What originally was Jade Garden in London Chinatown has changed name to be known as Orient. It has had a complete renovation which now reminds me of Royal China, using the combination of black and gold.
Orient serves dim sum in the afternoon with an all day à la carte. As with many Chinese places, you would order dim sum by marking the choices on a form. I’m not sure if they offer a English version, but there is a menu which is in both Chinese and English. So you can match up the numbers from the menu on to the order form. Otherwise I am sure you could place your order with one of the staff.
We tried Orient’s siu mai which had a fancy name as Crab roe & pork dumplings 蟹皇蒸燒賣 (£3). But it is just the typical siu mai!
I was glad to see the Mini egg tarts 酥皮蛋達仔 (£2.80) made with flaky pastry instead of the modern shortcrust.

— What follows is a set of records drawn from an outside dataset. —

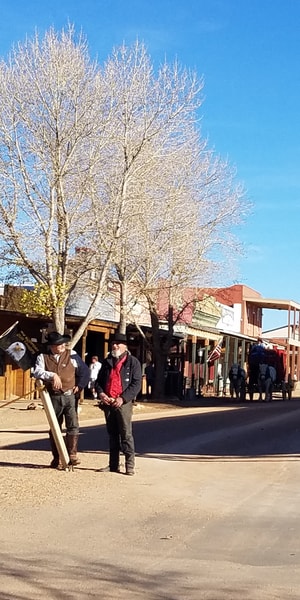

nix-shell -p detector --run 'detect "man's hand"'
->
[99,392,111,405]
[52,373,62,390]
[111,396,124,408]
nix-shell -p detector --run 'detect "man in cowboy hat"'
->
[96,333,142,475]
[33,331,89,469]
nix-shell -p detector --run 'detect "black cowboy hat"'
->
[46,331,71,346]
[109,332,127,346]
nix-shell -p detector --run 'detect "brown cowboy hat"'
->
[46,331,71,346]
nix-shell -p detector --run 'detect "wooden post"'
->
[36,379,70,471]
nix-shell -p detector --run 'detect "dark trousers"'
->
[50,394,79,435]
[104,402,135,471]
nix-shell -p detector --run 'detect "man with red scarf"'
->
[95,333,142,475]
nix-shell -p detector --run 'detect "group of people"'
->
[33,331,142,476]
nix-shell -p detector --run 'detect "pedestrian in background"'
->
[88,356,101,398]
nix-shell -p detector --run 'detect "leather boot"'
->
[49,431,63,471]
[49,431,59,469]
[125,455,135,475]
[66,433,80,466]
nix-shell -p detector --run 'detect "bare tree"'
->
[0,28,117,343]
[97,43,248,397]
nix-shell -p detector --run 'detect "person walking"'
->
[88,356,101,398]
[145,362,155,398]
[32,331,90,469]
[96,333,142,475]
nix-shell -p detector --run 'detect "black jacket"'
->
[95,353,142,404]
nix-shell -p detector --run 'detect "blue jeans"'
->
[103,402,135,471]
[50,393,79,435]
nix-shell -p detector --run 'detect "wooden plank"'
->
[36,379,70,471]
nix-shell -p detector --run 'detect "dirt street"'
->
[0,400,300,600]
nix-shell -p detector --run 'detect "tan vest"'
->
[44,350,75,392]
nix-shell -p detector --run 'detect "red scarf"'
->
[105,354,127,398]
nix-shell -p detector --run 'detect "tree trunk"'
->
[119,280,127,334]
[150,309,173,400]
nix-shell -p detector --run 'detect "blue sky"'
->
[0,0,300,329]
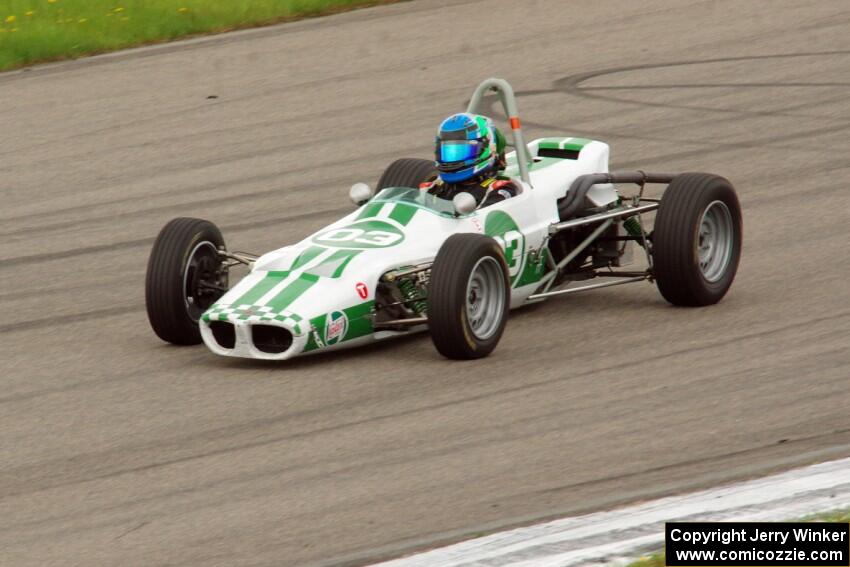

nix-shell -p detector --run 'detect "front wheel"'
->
[428,234,510,360]
[145,218,228,345]
[652,173,742,307]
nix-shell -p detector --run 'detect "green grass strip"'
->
[0,0,393,71]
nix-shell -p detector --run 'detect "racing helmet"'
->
[435,112,505,183]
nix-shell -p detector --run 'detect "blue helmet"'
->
[435,112,505,183]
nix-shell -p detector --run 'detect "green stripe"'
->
[343,301,375,341]
[266,274,319,311]
[564,138,593,152]
[357,203,384,220]
[231,272,289,305]
[323,250,361,278]
[390,204,417,226]
[290,246,325,271]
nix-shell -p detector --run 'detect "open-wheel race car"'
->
[146,79,742,360]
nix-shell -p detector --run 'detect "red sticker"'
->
[354,282,369,299]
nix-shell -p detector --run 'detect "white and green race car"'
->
[146,79,742,360]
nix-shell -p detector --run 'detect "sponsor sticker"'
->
[354,282,369,299]
[325,311,348,345]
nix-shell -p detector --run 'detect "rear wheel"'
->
[378,158,437,191]
[652,173,742,307]
[428,234,510,360]
[145,218,228,345]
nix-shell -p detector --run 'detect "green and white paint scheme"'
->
[201,137,617,360]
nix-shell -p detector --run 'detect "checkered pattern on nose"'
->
[203,305,303,335]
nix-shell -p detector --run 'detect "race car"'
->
[145,79,742,360]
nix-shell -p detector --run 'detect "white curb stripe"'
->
[380,459,850,567]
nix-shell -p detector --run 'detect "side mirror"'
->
[348,183,375,207]
[452,192,478,215]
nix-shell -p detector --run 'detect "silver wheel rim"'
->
[183,240,218,321]
[697,201,735,282]
[466,256,505,341]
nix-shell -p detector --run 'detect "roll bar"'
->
[466,78,532,185]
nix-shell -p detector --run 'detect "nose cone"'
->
[200,304,310,360]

The cheung fun at Orient are served with steamed Chinese greens which seem to bring the plate to live. We tried the stuffed dried beancurd with prawn cheung fun 鮮蝦腐皮腸 (£4.20) which has a mixture of texture. The outer layer is a soft smooth cheung fun, follow by the crispy dried beancurd and finally biting to a bouncy prawn paste filling.

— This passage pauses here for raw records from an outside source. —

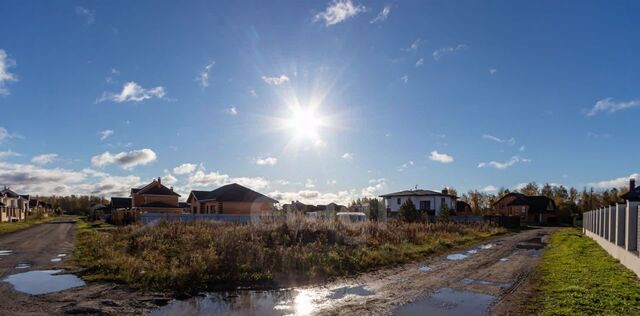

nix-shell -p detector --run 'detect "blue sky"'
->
[0,0,640,203]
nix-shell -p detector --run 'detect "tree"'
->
[398,199,423,223]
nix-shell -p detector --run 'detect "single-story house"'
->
[493,193,558,224]
[187,183,278,215]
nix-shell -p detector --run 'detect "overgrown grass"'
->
[74,217,505,293]
[528,228,640,315]
[0,216,55,235]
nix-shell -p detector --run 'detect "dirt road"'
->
[0,217,167,316]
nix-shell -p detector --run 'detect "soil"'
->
[0,220,555,315]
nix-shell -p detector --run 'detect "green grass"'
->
[74,218,505,293]
[528,228,640,315]
[0,216,56,235]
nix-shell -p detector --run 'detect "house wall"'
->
[384,195,455,215]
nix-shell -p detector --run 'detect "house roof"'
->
[190,183,278,203]
[620,187,640,201]
[494,192,557,212]
[111,197,131,209]
[380,189,455,198]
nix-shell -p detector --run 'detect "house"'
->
[380,188,457,217]
[0,186,29,222]
[187,183,278,215]
[620,179,640,202]
[131,178,182,214]
[493,193,558,224]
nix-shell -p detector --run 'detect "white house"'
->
[380,189,457,216]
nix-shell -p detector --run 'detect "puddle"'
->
[393,287,495,316]
[3,270,85,295]
[447,253,468,260]
[149,285,375,316]
[16,263,31,269]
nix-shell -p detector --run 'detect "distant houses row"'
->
[0,186,53,222]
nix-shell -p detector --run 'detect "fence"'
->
[582,201,640,276]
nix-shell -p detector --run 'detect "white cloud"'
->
[369,4,391,24]
[262,75,289,86]
[96,81,166,103]
[31,154,58,165]
[99,129,113,140]
[398,160,413,172]
[429,150,453,163]
[587,173,640,189]
[256,157,278,166]
[188,170,269,190]
[225,105,238,116]
[482,185,498,192]
[433,44,469,60]
[478,156,531,170]
[342,153,353,160]
[314,0,366,26]
[0,149,21,159]
[0,49,18,95]
[91,148,157,170]
[76,6,96,24]
[196,61,216,88]
[482,134,516,145]
[587,98,640,116]
[173,163,198,174]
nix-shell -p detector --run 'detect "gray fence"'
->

We also tried some of the dim sum from Orient chef’s recommendation. This included the crystal king prawn dumplings with black truffle & X.O sauce 黑松露蝦餃 (£4). This is smiliar to har gau but was topped with X.O sauce (a spicy seafood sauce).
The Spicy Shanghai veal dumplings 四川牛湯飽 (£3.80) is smiliar to Shanghai dumplings (siu long bao). Instead of pork this was filled with veal meat and it was slightly spicy. The pastry was nice and thin, but I felt the taste was weird and it did not work for me.
The steamed salty egg buns 秘制流沙包 (£3.50) was not the best in London that I have had, but it is not the worse. As expected, the bun has a grainy liquid filling, but I prefer if there was slightly more in each bun. The main thing that disappointed me was the bun was not fluffy enough.
Orient serves a variety of dim sum and one of my favourite is their spare ribs and chicken claw rice 鳳爪排骨飯 (£5). This is served in a pot with black bean spare ribs and chicken claws sitting on a bed of steamed rice. It is topped with a sweet soya sauce and accompany with steamed Chinese greens.
If chicken claw does not take your fancy then there are other steamed rice pot options including chicken with Chinese mushroom.
(This is not a sponsored review. Prices and menu correct at the time of dining.)